Wings has also found that couples tend to be well suited if they have similar percentages of friends from their own country versus other countries. It matters as well whether your Netflix rental or music playlist history tends toward the mainstream or underground. And couples that have lots of overlap in the types of people they follow on Twitter tend to match well, too.

Another company, IntroAnalytics, whose engine is used by dating sites like those run by the lad magazines FHM and Maxim, also has applied recommendation technology to online dating. But it differs from Wings in that it uses the data provided by the sites to which it licenses its technology–like profile information and user browsing patterns. IntroAnalytics cofounder Gavin Potter says that this method is very effective. On one site, for instance, Potter found that 60 percent to 70 percent of users’ navigation employed the recommendations provided by his technology instead of the search function, in which people look for traits they think they want.

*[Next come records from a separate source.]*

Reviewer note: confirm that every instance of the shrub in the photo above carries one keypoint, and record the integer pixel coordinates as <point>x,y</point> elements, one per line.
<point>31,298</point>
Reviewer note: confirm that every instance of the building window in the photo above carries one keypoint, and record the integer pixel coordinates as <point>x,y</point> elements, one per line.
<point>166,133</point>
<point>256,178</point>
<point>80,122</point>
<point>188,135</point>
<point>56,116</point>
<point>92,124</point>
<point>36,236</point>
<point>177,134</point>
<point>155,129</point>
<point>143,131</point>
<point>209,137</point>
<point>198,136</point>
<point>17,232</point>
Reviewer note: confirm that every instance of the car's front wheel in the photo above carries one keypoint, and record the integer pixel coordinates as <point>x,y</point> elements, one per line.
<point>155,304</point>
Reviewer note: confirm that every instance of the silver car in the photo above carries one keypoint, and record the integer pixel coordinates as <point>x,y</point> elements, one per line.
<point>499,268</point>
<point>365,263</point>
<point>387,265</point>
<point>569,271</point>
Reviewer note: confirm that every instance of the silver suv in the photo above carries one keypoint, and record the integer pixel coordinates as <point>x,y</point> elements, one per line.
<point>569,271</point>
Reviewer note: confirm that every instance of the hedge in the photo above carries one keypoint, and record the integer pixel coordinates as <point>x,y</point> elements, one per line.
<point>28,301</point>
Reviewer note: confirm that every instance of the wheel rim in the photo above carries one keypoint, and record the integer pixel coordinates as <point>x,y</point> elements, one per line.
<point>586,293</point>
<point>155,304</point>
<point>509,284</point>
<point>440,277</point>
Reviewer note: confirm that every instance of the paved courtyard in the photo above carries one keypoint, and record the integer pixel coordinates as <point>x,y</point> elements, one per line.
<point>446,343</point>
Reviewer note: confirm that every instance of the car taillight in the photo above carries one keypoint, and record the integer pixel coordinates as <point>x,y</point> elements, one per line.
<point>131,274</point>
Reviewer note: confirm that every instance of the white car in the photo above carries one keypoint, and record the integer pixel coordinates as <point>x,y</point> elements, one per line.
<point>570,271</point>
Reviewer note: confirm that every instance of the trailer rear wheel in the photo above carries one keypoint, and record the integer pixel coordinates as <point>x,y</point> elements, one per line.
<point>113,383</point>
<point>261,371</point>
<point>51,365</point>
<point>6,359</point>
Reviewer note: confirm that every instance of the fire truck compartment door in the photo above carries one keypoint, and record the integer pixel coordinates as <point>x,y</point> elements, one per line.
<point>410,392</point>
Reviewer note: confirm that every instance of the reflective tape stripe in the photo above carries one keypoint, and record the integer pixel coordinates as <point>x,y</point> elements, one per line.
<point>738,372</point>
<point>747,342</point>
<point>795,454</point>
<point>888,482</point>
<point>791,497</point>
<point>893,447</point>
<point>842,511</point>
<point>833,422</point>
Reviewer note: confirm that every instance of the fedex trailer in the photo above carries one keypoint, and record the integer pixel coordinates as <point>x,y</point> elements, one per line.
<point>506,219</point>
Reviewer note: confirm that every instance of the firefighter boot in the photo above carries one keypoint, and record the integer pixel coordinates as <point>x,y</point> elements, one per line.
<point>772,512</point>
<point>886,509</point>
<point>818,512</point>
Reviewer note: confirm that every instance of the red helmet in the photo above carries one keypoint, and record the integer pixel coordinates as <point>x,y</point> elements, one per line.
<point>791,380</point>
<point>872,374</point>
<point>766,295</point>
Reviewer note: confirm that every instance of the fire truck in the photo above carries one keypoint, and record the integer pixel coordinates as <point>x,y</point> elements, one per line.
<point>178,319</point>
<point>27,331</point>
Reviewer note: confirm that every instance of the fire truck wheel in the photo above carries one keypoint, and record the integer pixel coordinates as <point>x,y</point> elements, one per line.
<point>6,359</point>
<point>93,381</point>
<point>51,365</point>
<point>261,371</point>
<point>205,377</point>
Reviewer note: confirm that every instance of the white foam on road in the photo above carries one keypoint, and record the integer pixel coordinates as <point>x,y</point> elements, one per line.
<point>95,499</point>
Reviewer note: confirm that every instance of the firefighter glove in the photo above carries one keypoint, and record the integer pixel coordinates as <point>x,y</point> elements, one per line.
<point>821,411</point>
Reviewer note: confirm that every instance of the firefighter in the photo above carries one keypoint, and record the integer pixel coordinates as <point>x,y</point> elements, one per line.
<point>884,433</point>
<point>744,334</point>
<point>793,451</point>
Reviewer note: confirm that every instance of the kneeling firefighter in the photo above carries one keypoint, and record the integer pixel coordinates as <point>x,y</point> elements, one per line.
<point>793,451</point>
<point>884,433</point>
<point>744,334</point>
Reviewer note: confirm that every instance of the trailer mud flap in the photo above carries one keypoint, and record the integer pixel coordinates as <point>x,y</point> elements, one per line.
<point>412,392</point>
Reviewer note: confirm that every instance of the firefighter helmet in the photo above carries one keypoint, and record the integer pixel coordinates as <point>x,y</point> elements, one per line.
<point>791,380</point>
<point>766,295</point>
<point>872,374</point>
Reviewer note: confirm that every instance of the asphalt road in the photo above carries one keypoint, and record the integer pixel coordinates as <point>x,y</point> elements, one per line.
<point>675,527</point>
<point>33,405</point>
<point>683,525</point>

To be sure, science can’t wave an algorithmic wand to find the perfect mate. Recommendation engines tease out correlations from huge data sets to make smarter suggestions, not perfect predictions. And the data set is never perfect. Nagaraj concedes that Wings could be drawing from more data streams to get a fuller picture of a person, and he is working to integrate more online services with Wings.

One other problem is that people aren’t consistent in their opinions, says Caterina Fake, a cofounder of a Web recommendation engine called Hunch. It tries to tackle questions that Google doesn’t easily answer, such as, “What movie should I see?” Fake gives an example of how people change their minds: “We may predict that you will rate some movie five stars, and right after you watch it, you do give it five stars. But a month later, you might come back and rate it three stars, because it’s faded in memory.”

Still, collecting and analyzing social data the way Wings does could be a new branch in the evolution of Web services that make smarter recommendations without having to be told something twice –or even once.